Dihydropyridine calcium channel blockers and the progression of parkinsonism

Abstract

Objective: A study was undertaken to test the association between dihydropyridine calcium channel blocker use and the time to important milestones of disease progression among patients with parkinsonism.

Methods: Data were obtained from Ontario's health care administrative databases. Within a cohort of hypertensive individuals older than 65 years who developed parkinsonism, we examined the effect of the length of exposure to less brain-penetrant dihydropyridines (amlodipine) and more brain-penetrant dihydropyridines (eg, nifedipine, felodipine) on parkinsonism milestones as measured by time to requiring drug treatment for parkinsonism, nursing home admission, and death.

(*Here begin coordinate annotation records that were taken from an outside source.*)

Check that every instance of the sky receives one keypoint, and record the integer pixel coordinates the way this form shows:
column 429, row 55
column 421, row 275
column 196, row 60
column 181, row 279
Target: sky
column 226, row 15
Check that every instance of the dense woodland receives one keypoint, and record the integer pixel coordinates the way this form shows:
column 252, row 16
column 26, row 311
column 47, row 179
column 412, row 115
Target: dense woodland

Results: Among 4,733 hypertensive individuals with parkinsonism, longer treatment with any dihydropyridine was associated with a decreased risk of each of the 3 outcomes. There was no difference, however, between amlodipine (adjusted hazard ratio [HR], 0.46; 95% confidence interval [CI], 0.42-0.50 for initiation of drug treatment; HR, 0.68; 95% CI, 0.63-0.73 for application for nursing home admission; and HR, 0.75; 95% CI, 0.70-0.80 for death) and nonamlodipine dihydropyridines (adjusted HRs [95% CIs], 0.45 [0.39-0.53], 0.74 [0.67-0.81], and 0.74 [0.64-0.85] for the 3 milestones, respectively).

Interpretation: We found no specific beneficial effect of treatment with brain-penetrant dihydropyridines on delaying parkinsonism progression milestones. Dihydropyridine calcium channel blockers are unlikely to have a clinically significant effect on the course of parkinsonism, particularly Parkinson disease, in the doses used to treat hypertension.